To support the credibility of the work, we have done the following:

  • We have released the data we collected and statistical programs we use.
  • We have swapped central banks in the data collection, so that none of the collectors gathered data from the central banks with which they were affiliated.
  • We have identified who collected each data point in our dataset.
  • We have declared the conflict of interest at the start of this paper.
  • We have publicly registered a pre-analysis plan on the Open Science Framework website www.osf.io (available at <https://doi.org/10.17605/OSF.IO/K3G2F>). We note that pre-analysis plans are rarely used for observational studies because of difficulties in proving that the plans have been written before data analysis. Burlig (2018) lists scenarios in which credibility is still achievable, but we fit poorly into those because our data are freely available. Credibility in our case rests on our having registered the plan before we undertook the large task of compiling the data into a useful format.

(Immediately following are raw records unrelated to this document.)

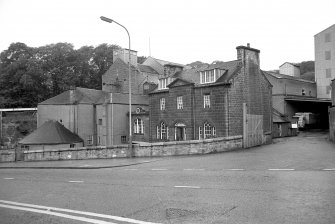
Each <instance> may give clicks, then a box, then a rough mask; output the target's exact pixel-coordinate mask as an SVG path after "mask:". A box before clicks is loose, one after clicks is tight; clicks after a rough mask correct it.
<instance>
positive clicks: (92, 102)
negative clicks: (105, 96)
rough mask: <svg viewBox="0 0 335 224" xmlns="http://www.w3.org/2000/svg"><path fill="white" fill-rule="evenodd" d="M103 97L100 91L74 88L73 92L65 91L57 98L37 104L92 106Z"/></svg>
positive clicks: (101, 91)
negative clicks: (88, 104) (101, 97)
mask: <svg viewBox="0 0 335 224" xmlns="http://www.w3.org/2000/svg"><path fill="white" fill-rule="evenodd" d="M102 96H103V91H102V90H96V89H87V88H80V87H76V88H75V89H74V90H67V91H65V92H63V93H61V94H59V95H57V96H54V97H52V98H50V99H47V100H45V101H43V102H41V103H39V104H42V105H50V104H53V105H69V104H78V103H83V104H93V103H95V102H97V101H98V100H99V99H100V98H101V97H102Z"/></svg>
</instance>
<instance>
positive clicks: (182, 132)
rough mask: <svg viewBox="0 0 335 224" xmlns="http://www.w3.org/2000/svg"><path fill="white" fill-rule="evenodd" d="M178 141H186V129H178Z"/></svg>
mask: <svg viewBox="0 0 335 224" xmlns="http://www.w3.org/2000/svg"><path fill="white" fill-rule="evenodd" d="M176 140H177V141H183V140H184V128H183V127H176Z"/></svg>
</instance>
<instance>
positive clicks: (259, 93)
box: [149, 45, 272, 144]
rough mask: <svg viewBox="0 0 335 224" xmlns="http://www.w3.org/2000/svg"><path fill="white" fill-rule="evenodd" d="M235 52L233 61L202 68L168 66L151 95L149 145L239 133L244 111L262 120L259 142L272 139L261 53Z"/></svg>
mask: <svg viewBox="0 0 335 224" xmlns="http://www.w3.org/2000/svg"><path fill="white" fill-rule="evenodd" d="M236 49H237V60H234V61H229V62H223V63H221V62H219V63H216V64H212V65H209V66H208V67H206V68H202V69H187V68H186V69H183V70H182V69H181V68H180V67H179V66H178V65H169V69H166V70H165V71H164V74H163V75H161V76H160V80H159V81H160V83H163V84H161V85H159V87H158V88H157V89H156V90H154V91H153V92H151V93H150V94H149V95H150V103H149V104H150V107H149V113H150V119H149V120H150V140H151V141H178V140H184V141H185V140H194V139H206V138H214V137H228V136H237V135H243V134H244V131H245V130H244V119H243V117H244V113H245V114H252V115H256V116H259V117H261V122H259V123H258V126H261V131H262V133H261V138H262V143H264V142H265V141H266V140H265V139H271V123H272V117H271V116H272V115H271V111H272V105H271V87H272V86H271V84H270V83H269V81H268V80H267V78H266V77H265V76H264V74H263V71H261V70H260V64H259V52H260V51H259V50H257V49H254V48H250V46H249V45H248V46H247V47H245V46H239V47H237V48H236ZM165 80H166V81H165ZM165 83H166V85H165ZM243 104H246V105H247V107H246V108H247V109H246V110H243ZM262 143H261V144H262Z"/></svg>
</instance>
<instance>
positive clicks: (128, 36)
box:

There are several parts where we have deviated from our plan:

  • Our language has changed in some important places, in response to feedback. Firstly, our definition of researcher bias is now more precise. Our plan had used the definition ‘a tendency to present the results of key hypothesis tests as having statistical significance when a fair presentation would not have'. Secondly, our plan used the names exploratory and confirmatory for what we now label as reverse causal and forward causal. The new language is less loaded and consistent with other work on the topic. Our descriptions of the concepts are the same though.
  • In our plan, we intended to cleanse the top journals dataset of data-driven model selection and reverse causal research in an automated way, using keywords that we identified as being sensible indicators while collecting the central bank data. But when collecting the data, it became clear that our best keywords would produce too many false signals. We stopped the initiative, believing that even our best efforts would produce results that were not credible. This saved the research team a lot of time.
  • We did not include the placebo test in our pre-analysis plan. We have the necessary data on hand only because, following a suggestion in footnote 19 of Brodeur et al (2016), we had planned to use the controls as a sensible candidate for bias-free P[z]. In the end, the distribution of controls turned out to have too much mass in the tails to meet the informal criteria in Step 2 of the z-curve method. Many aspects of the formal bias estimate were nonsense, including a maximum excess of results at low absolute z. The online appendix contains more detail.
  • In Table 1, we provided more summary statistics than we had in our plan. We had not planned to show breakdowns at an institutional level on anything other than the number of papers and test statistics in our sample. We had also not planned to include the detail about co-authorship. These changes were a response to feedback.
  • When writing our plan, we failed to anticipate that neither of our research question categories – reverse causal and forward causal – would neatly fit hypothesis tests in straight forecasting work. Our categories are also a bit awkward for general equilibrium macroeconometric modelling. There were very few papers of these kinds, and to be conservative, we put them into the reverse causal category (they are thus dropped from the cleansed sample).
  • Though we had planned to show estimated levels of dissemination bias in central bank research, we had not planned to compare them with those of the top journals, as we did in Figure 7. Again, this was a response to feedback.